My focus for today was on preparing for my fermentation class at Basics. After all, local eating ends with the change of seasons unless we know how to safely preserve our food. We had a great turn – out for the class and tons of fun. I was excited to see people that I had met yesterday at the farmer’s market. (Every time someone bought a cabbage, I told them about my class.) I brought some samples of fermented foods and drinks for tasting. We had fermented veggies made with the Body Ecology culture starter, beet kvass and home-made pickles. I was most excited about the pickles. Previous attempts at making pickles by lactofermentation have resulted in mushy pickles that tasted fine but were no fun to eat. This year I added horseradish leaves to help the cukes stay crunchy. I was very happy with the results. I sliced up a couple of them and shared them with the class.

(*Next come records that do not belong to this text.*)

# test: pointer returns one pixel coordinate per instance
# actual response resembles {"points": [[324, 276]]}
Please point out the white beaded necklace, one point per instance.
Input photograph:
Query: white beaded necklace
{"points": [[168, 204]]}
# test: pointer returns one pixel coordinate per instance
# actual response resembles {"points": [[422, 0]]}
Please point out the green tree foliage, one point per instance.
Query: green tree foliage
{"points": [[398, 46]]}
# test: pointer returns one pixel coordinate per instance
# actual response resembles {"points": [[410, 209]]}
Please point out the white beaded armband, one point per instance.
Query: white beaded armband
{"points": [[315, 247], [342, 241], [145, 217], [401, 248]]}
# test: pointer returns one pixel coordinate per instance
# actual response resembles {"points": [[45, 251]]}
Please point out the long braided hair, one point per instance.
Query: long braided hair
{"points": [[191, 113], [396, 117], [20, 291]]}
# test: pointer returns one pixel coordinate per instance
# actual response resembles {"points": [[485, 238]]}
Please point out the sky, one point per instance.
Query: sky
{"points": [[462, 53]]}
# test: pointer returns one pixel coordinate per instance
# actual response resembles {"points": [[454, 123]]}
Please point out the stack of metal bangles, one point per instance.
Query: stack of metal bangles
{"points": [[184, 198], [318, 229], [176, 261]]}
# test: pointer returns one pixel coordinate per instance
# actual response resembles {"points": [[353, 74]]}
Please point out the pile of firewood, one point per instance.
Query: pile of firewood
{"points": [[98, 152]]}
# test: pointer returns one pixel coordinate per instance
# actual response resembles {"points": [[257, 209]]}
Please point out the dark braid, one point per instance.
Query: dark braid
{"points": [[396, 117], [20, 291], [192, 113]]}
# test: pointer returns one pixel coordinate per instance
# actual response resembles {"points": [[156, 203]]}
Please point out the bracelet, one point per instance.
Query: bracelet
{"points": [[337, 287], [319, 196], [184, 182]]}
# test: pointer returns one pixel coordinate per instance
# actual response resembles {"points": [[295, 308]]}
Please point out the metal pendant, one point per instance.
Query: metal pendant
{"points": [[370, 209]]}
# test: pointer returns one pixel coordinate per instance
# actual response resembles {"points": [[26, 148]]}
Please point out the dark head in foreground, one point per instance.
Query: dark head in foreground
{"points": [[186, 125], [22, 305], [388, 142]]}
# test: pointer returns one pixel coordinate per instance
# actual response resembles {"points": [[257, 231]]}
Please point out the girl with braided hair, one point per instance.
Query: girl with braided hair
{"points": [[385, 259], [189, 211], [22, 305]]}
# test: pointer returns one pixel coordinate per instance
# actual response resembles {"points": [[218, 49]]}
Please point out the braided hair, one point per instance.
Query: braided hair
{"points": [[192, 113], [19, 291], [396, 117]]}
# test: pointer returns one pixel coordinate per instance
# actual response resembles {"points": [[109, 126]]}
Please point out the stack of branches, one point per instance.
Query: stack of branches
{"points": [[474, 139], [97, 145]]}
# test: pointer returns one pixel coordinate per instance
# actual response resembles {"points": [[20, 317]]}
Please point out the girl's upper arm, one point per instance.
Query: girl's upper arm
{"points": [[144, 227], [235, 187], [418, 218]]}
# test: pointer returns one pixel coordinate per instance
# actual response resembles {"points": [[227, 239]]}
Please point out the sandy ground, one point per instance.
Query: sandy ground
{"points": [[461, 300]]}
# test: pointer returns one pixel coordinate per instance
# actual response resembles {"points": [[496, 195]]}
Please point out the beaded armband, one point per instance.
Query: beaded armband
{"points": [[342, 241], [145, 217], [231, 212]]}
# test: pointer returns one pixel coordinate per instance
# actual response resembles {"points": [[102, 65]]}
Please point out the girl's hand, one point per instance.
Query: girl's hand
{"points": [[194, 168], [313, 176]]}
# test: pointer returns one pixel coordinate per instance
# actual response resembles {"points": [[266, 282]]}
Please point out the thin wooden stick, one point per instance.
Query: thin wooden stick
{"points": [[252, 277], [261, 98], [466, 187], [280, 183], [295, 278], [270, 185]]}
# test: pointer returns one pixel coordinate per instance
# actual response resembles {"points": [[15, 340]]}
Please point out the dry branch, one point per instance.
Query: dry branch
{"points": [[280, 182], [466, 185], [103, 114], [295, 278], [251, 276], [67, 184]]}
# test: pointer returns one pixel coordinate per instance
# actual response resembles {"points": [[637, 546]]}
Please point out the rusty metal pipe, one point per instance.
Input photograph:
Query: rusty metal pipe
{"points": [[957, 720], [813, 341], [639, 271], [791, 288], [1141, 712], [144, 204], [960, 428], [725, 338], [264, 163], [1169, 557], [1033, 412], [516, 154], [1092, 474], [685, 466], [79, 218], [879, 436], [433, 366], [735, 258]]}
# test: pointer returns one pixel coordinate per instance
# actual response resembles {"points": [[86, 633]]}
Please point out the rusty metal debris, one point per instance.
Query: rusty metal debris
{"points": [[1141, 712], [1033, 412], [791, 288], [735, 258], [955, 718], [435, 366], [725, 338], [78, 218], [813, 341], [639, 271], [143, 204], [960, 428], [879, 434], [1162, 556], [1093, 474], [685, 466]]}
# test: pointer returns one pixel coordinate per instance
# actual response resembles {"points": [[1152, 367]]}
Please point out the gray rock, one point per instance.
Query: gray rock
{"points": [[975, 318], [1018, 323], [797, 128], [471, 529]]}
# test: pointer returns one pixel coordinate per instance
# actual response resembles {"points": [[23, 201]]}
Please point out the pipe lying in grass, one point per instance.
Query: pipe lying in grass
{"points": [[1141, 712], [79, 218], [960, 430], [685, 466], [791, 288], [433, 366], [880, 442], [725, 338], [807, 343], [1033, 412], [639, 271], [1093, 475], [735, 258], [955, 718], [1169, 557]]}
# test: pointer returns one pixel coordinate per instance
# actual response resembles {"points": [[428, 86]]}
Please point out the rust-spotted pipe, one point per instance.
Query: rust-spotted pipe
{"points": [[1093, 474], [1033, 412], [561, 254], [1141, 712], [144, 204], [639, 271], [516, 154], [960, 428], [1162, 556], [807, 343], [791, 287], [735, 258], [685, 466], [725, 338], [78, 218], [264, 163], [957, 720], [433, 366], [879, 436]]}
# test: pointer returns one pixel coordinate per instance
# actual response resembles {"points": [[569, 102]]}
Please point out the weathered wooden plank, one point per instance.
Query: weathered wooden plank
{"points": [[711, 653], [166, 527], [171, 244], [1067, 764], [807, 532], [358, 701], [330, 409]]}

I believe that fermenting vegetables is best learned by doing. In fact, recipes often fail to capture the subtle nuances and skills involved in fermentation, which can vary greatly depending on the quality of your ingredients. Don’t let these sentences scare you off. Fermentation is easier done than said. If you jump right in and start making your own ferments, you will have successes and failures. You may have successes that are slightly different each time. You will find that your veggies ferment faster in warm weather. You may find that your veggies are more or less juicy depending on where you bought them. In my class tonight, everything was freshly picked and everyone got to make their own jar of veggies to take home.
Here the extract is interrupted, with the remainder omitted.